Hackney Council makes a “dog’s dinner” implementing canine control orders
PUBLISHED: 13:18 26 June 2012 | UPDATED: 13:33 26 June 2012
Town hall chiefs have been accused of creating a “a dog’s dinner” over new powers to control irresponsible owners and their pets.
Dog owners across the borough are up in arms after Hackney Council made a dog’s dinner of implementing new powers to control canines in the borough.
Former Hackney councillor Chris O’Leary has questioned the validity of the council’s recently introduced dog orders, after it emerged a “wrongly-worded” order was mistakenly passed by the council’s cabinet in February.
Many of the borough’s dog owners were angry when the council announced the legislation last summer, fearing it would penalise the vast majority of responsible dog owners instead of tackling the small antisocial minority.
But the council, spurred on by concern from residents and park users about dogs off their leads, aggressive dogs and dogs in children’s play areas, went ahead and approved three dog control orders at a cabinet meeting on February 27.
They included a dogs exclusion order, a dogs on leads at all times order and a dogs on leads when requested order and should have come into force on April 1.

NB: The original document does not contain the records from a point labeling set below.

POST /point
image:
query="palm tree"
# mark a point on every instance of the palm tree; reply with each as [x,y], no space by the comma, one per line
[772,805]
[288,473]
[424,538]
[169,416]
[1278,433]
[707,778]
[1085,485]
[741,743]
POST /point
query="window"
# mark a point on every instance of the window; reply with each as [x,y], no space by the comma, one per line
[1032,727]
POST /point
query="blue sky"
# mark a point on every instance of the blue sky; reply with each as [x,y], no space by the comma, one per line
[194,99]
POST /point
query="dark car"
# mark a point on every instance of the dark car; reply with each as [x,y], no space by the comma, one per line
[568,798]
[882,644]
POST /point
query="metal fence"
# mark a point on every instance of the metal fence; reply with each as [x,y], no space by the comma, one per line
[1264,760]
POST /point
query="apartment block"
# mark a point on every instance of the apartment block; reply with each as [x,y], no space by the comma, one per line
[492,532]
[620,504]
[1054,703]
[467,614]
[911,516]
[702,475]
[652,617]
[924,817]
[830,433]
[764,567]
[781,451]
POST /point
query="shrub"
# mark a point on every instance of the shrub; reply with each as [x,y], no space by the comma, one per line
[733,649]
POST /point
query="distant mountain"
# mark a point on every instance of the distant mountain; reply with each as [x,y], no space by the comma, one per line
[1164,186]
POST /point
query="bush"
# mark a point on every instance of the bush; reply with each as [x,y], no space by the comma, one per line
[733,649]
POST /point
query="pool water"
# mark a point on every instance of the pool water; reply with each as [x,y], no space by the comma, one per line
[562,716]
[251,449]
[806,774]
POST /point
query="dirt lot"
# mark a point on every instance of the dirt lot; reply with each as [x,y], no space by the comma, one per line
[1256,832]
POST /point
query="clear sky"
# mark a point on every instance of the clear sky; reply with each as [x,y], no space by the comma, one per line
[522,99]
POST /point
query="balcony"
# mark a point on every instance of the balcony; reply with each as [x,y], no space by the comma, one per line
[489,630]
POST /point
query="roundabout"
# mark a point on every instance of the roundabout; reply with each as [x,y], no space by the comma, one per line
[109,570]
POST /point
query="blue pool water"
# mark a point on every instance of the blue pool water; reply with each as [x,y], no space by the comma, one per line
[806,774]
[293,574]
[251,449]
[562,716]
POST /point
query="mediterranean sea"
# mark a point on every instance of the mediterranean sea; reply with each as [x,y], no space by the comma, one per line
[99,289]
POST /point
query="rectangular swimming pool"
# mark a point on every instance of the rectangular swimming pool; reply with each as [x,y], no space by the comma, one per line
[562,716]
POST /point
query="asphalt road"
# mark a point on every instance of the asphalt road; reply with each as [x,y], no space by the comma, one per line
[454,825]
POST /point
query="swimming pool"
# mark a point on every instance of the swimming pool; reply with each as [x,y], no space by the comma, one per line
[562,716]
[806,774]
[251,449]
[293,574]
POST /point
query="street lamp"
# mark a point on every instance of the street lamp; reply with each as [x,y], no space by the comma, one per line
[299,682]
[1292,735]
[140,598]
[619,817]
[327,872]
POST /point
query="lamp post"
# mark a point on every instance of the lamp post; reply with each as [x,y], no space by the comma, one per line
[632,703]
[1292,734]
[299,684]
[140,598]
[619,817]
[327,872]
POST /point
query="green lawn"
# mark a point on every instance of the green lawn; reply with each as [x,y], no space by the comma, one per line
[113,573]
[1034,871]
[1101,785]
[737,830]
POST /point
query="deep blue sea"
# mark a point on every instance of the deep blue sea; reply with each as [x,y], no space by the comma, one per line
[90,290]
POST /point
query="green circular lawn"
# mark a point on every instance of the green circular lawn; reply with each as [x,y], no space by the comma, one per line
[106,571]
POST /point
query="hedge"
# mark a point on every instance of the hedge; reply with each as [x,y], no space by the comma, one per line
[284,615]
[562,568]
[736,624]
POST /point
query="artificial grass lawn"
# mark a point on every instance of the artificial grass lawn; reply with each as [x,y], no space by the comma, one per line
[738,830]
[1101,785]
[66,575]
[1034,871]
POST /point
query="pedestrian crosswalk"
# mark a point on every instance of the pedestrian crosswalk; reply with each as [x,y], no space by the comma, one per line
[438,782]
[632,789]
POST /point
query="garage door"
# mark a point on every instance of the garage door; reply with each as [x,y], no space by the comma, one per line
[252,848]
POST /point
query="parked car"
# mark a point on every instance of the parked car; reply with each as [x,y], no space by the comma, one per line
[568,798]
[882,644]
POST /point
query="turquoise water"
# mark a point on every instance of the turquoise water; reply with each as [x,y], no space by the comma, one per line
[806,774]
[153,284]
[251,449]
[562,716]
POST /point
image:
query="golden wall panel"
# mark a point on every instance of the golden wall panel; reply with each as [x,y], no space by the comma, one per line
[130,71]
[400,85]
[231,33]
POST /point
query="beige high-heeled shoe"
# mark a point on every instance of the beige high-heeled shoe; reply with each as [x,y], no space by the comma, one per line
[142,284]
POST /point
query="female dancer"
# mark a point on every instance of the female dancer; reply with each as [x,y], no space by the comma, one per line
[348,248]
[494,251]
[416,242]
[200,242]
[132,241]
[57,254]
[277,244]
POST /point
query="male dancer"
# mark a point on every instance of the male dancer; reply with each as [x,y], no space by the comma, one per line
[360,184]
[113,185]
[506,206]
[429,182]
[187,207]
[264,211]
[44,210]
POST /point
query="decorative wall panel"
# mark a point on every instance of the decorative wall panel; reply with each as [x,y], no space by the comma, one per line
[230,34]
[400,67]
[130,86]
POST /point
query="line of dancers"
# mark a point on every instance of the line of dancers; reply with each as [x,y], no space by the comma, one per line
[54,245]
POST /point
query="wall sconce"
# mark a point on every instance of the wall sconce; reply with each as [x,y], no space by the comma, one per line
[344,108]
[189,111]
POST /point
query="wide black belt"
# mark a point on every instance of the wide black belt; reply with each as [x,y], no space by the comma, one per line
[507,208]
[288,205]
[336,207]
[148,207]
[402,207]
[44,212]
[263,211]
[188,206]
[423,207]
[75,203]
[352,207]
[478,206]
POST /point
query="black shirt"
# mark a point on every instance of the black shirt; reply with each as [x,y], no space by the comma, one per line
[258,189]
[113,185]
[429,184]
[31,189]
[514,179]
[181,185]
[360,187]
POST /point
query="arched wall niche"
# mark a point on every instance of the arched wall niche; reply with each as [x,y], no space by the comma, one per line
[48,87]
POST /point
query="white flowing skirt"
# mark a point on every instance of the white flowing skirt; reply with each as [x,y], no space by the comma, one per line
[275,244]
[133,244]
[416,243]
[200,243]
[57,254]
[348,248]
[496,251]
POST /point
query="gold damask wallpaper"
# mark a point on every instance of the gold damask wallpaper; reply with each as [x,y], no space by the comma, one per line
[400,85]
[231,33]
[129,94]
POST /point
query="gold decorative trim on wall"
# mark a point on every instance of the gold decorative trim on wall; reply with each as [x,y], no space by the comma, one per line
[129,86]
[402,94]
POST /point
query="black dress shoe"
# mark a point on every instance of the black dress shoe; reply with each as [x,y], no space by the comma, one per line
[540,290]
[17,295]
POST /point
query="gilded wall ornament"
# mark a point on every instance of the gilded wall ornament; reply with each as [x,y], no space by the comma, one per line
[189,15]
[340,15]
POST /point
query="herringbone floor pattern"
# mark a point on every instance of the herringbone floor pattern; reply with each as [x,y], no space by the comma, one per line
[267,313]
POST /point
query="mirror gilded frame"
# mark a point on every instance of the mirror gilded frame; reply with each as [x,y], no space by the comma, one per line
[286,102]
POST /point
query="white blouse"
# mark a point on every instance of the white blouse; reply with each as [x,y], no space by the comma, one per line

Notices informing the public along the Regent’s Canal towpath, where Mr O’Leary walks his retriever Cassie, only went up this month.
He immediately spotted that instead of reading “on a lead at all times,” they should have read “on a lead when requested”.
However the council insisted the signs were correct, admitting the “wrong order” had been passed in February.
On April 23 cabinet had “amended” the order to correlate with what the council consulted on which was “dogs on a lead at all times” on a towpath.
However until last week the council website contradicted this, by stating dogs on towpaths were to be “on a lead at all times” as well as “on a lead when requested.”
“I appreciate that the council intended to do something completely different to what is actually did when it agreed the dog control orders,” said Mr O’Leary.
“But once the orders were agreed by council, that is the legal position and they have to stick by it.
“Once the order was agreed by the Council, the law requires a consultation process is undertaken if the order is to be changed.
“In effect, and to use an analogy, it is rather like the Government saying ‘This Act agreed by Parliament says X, but that is not what Parliament meant to say, so we’ll just ignore that and do we want actually want to do.”
Mr O’Leary also questioned the council’s right to put the signs on the towpath in the first place, which isn’t public land but owned by the charity Canal and Rivers Trust, formerly British Waterways.
A spokesman for the council said they did not agree with Mr O’Leary that procedures had not been properly followed, and that 64 per cent of respondents to the consultation were supportive of the control orders.